Language and Mother Tongue

Recently, Unionist students at Queens have been protesting about bilingual signs. While claiming no disrespect for the Irish language as such, they view them as divisive sectarian symbols under the terms of the Flags and Emblems Act. They suspect that those who push the bi-lingual agenda are interested in only three words of Irish – Votáil Sinn Féin.

But of course, Irish is not the property of one particular politics or religion. I have known Unionists who were fluent Irish speakers but were unwilling to admit that to their colleagues. It has been the policy of the UK government for some years to support minority languages. Bilingual education has led to something of a renaissance in both Welsh and Scottish Gaelic. Learning Irish can be a very British thing to do.

Bilingualism is not uncommon. In fact, around 50% of the world’s population speak two or more languages fluently. This is largely because of the expansion of a few colonial languages – Mandarin, English, French, Russian, Arabic, Spanish. Most of the world’s languages have even fewer speakers than Irish has. Their native speakers, in order to thrive in the modern interconnected world, need one of the major languages as well – and it is usually obvious which one. For native speakers of one of the major languages the need for a second language is neither so urgent – nor so clear.

Linguists distinguish the two classes of language as langue and parole. Langue is your native language, your mother tongue, that which you speak without needing to be consciously aware of its structure or constraints. Parole is the learned language, the one you need to communicate with those who do not understand your mother tongue.

It is only natural that someone whose mother tongue is also a parole should be suspicious of anyone who understands it but refuses to use it. That prejudice even extends to overheard conversations – minority speakers are accustomed to having their conversations interrupted with the injunction to ‘speak English!’ There was even a case recently where a barman was sacked by his boss (also an Irish speaker) for not speaking English to bilingual customers. It doesn’t only happen with Irish – the experience is also common for French speakers in Canada or Spanish speakers in Texas. No minority language is safe.

Yet even monoglot English speakers speak two languages. We have to be formally taught to speak ‘proper English’ – English-as-parole, and we, too, have felt the shame of being despised when we use our mother tongue. Polite English, for example, does not have a plural form of the second person but nearly every vernacular version does, and native speakers recognise the difference even if they cannot put it into words. Go deeply enough and all rules are obscure until you try to explain them to an outsider. Lately, I introduced a French girl to the ubiquitous adjective ‘wee’, and only afterwards did I realise that when someone asks you to ‘take a wee seat’ they are of course saying nothing about the size of the chair, but something important about how long you can expect to sit there.

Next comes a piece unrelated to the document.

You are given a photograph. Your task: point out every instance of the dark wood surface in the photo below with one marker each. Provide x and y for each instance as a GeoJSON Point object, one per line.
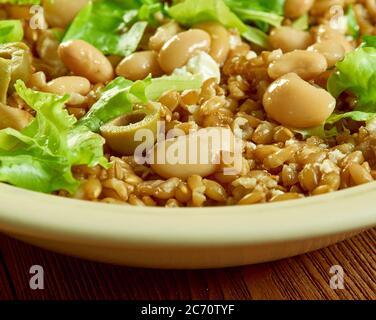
{"type": "Point", "coordinates": [302, 277]}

Langue gives voice to our particular experience and that of our community, or rather the many communities to which our ancestors and our neighbours’ ancestors have belonged, right back to the dawn of time. Irish is a deep part of that history. It is there in names and place names, in the words we use unconsciously, and in how we use them. Like all living language, it changes and evolves continually. Your mother tongue is never exactly the same as your mother’s tongue.

Parole is important for efficient and urgent communication, but express precisely what is in your heart you need to use your mother tongue and risk misunderstanding. The commonality of formal grammar is not the only possible communion. Language is not a form of mathematics, to be constructed out of a limited set of formal axioms. All languages borrow from each other. As someone once said, English does more than that – it follows other languages down dark alleys and mugs them for their vocabularies.

And writers, of course, steal all the time. We make stuff up. We drop hints, we twist words to mean two or more things at the same time, we say things while seeming to say the opposite. We invent whole languages. Why? Because we understand that not all that can be said can be said plainly. Understanding takes effort and imagination, and a willingness to question your assumptions, but the world is more full of meaning than any one person is able to grasp.

Sometimes, of course, another’s understanding is not even the point. My own mother was reared in West Cork, where people spoke both Irish and English to their cows because they did not know which they understood better. She never learned Irish formally but picked up many words. Being a well-brought-up Protestant girl she very rarely swore, but when she did she swore in fluent Munster Gaelic.